In the Neff case, an investigative grand jury publicly criticized Alterra for what it called a failure to screen and monitor its employees. (Neither the corporation nor senior executives were charged.)
That case aside, much of the history of alleged abuse and neglect at Alterra homes has gone unpublicized - buried in state bureaucracy and civil court archives, often shielded by confidentiality agreements that the company required relatives to sign as a condition of settlements.
Paglione's daughter, for example, said she was barred by such an agreement from discussing her case.
The Inquirer was able to review most of the suits only because Alterra filed for bankruptcy protection, and the lawsuits were consolidated into a single case at Wilmington's federal bankruptcy court.
In November, The Inquirer's lawyers won a judge's ruling forcing Alterra to disclose death and injury settlements that were filed under seal there.
According to those records, Alterra reached settlements totaling $15.9 million in 53 residents' injuries or deaths between 1999 and 2003, and set aside another $4.3 million for possible settlement in 20 other cases.
The assisted industry in general - and Alterra in particular - has improved since that period, Schulte said.
"That era of assisted living, there were a lot of incidents," he said. "It wasn't just Alterra.
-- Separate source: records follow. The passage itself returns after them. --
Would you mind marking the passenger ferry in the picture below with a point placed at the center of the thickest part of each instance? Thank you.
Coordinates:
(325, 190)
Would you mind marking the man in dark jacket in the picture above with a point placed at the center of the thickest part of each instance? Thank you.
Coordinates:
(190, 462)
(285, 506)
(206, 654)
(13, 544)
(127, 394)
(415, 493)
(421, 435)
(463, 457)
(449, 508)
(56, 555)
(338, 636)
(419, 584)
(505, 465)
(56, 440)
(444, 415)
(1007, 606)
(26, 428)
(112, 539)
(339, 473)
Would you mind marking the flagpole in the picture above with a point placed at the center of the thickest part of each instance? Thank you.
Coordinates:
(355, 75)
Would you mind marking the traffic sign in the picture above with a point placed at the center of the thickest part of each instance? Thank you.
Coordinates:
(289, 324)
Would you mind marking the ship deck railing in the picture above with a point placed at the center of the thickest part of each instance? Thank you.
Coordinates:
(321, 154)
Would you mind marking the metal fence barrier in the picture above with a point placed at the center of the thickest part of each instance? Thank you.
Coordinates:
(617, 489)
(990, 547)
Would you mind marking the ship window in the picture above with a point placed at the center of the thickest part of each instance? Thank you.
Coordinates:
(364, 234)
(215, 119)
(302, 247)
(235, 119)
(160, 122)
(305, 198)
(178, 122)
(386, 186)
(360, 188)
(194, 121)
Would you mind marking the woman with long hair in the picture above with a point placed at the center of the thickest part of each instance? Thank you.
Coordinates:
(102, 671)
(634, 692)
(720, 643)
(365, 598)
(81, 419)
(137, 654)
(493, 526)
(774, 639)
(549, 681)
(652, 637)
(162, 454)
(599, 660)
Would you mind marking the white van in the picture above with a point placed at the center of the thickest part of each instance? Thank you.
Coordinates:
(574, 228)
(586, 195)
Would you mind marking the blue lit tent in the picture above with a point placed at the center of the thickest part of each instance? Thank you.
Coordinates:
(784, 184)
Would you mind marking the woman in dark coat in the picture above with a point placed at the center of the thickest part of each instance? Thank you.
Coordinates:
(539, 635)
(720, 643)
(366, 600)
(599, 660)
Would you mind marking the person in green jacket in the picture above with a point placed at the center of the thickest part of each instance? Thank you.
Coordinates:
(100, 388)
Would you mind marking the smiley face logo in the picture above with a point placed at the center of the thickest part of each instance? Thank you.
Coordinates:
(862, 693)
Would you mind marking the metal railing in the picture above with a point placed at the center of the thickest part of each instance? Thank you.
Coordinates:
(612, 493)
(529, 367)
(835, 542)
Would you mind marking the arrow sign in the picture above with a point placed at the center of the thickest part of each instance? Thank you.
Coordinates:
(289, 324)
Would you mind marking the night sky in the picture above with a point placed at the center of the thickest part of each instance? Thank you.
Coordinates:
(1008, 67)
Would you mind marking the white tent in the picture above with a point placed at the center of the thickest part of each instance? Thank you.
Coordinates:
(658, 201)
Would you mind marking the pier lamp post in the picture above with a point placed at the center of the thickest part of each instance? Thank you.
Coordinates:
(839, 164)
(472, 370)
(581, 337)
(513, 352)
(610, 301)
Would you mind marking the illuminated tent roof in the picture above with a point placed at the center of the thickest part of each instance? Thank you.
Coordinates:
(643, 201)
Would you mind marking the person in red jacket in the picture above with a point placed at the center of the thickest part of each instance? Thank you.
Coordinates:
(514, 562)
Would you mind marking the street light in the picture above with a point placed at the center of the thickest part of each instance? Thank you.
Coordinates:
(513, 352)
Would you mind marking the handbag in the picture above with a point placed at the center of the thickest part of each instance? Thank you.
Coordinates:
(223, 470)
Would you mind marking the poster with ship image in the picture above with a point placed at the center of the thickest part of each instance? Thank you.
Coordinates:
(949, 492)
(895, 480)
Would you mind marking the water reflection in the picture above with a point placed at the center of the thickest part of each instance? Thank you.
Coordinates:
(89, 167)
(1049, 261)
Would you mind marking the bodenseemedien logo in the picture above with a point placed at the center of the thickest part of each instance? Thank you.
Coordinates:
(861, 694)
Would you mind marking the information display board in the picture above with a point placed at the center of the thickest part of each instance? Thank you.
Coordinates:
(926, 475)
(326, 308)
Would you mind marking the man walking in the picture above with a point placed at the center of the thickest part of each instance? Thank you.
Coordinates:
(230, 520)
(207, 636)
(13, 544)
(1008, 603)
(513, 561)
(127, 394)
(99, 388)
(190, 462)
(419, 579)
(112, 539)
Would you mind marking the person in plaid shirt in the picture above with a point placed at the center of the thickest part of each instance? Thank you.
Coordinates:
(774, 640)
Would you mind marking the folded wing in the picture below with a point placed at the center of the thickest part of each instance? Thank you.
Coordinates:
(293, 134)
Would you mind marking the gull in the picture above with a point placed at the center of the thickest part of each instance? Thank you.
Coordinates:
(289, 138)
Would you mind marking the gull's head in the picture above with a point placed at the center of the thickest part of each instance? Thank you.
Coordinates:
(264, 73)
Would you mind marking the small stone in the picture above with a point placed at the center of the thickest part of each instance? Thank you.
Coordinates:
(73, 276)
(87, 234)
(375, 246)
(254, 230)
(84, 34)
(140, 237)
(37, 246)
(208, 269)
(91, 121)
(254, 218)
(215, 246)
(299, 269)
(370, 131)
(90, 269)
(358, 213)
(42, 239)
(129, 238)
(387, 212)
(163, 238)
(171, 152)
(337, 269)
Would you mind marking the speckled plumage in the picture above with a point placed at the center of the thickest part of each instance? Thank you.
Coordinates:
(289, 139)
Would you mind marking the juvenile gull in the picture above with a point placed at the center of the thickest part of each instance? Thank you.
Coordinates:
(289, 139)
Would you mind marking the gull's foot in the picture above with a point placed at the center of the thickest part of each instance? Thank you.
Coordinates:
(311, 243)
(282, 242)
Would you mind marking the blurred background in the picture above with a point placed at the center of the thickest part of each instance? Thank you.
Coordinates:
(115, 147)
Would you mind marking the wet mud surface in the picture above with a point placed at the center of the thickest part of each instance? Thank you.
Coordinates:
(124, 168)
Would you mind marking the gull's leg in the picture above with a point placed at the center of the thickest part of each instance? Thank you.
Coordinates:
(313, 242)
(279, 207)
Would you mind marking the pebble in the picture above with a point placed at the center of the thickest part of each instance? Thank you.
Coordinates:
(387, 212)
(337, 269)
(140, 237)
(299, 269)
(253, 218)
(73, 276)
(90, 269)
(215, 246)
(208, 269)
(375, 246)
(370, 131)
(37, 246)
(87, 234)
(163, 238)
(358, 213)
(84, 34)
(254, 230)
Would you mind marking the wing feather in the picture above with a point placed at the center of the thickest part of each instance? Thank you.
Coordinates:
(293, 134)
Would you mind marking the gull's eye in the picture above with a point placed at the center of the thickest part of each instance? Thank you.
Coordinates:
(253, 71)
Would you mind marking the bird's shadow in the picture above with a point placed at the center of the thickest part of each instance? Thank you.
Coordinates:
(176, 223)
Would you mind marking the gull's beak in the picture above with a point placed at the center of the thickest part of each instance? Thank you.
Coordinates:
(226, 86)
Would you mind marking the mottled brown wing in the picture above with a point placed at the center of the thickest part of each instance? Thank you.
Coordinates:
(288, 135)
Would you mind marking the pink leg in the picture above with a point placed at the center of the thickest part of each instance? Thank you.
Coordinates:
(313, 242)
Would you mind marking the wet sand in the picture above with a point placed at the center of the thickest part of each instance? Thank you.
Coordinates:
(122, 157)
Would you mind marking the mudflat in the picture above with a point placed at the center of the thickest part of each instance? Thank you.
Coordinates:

A lot of people got into the assisted-living field very quickly.... They really didn't know what they were doing.... We've learned a lot from that."
Schulte acknowledged, however, that resident harm and regulatory violations continue to be a fact of life at his company and in the industry.
"With a high-risk population like the kind we serve, you have the potential for bad things to happen," he said.
Feverish growth
Founded in 1981 by a Wisconsin nursing-home manager, Alterra went public in 1996, during a time of feverish optimism in the assisted-living industry.
With the senior population surging, investors were betting that demand for elder care also would skyrocket.
Like other assisted-living chains, Alterra pitched its facilities as less institutional alternatives to nursing homes, which are intended to house sicker people.
Alterra charged between $3,000 and $6,000 per month. Family members, who liked the clean, well-furnished look of Alterra's newly-built residences, say they believed they were getting something superior to a nursing home.
In fact, while most states require nursing homes to have nurses on staff, there are no such requirements in most states for assisted living. Some Alterra facilities were run by high school graduates with few formal qualifications.
For example, Ann McClintock, who ran the facility where Paglione lived, was a high school dropout who later earned her GED and began with Alterra as a housekeeper. McClintock, who pleaded guilty to neglect, told a Bucks County grand jury she was thrown into her job without proper training.
From 1997 to 2000, Alterra doubled its capacity by buying other chains and building new facilities. In 1998, the company was opening an average of one facility every three days.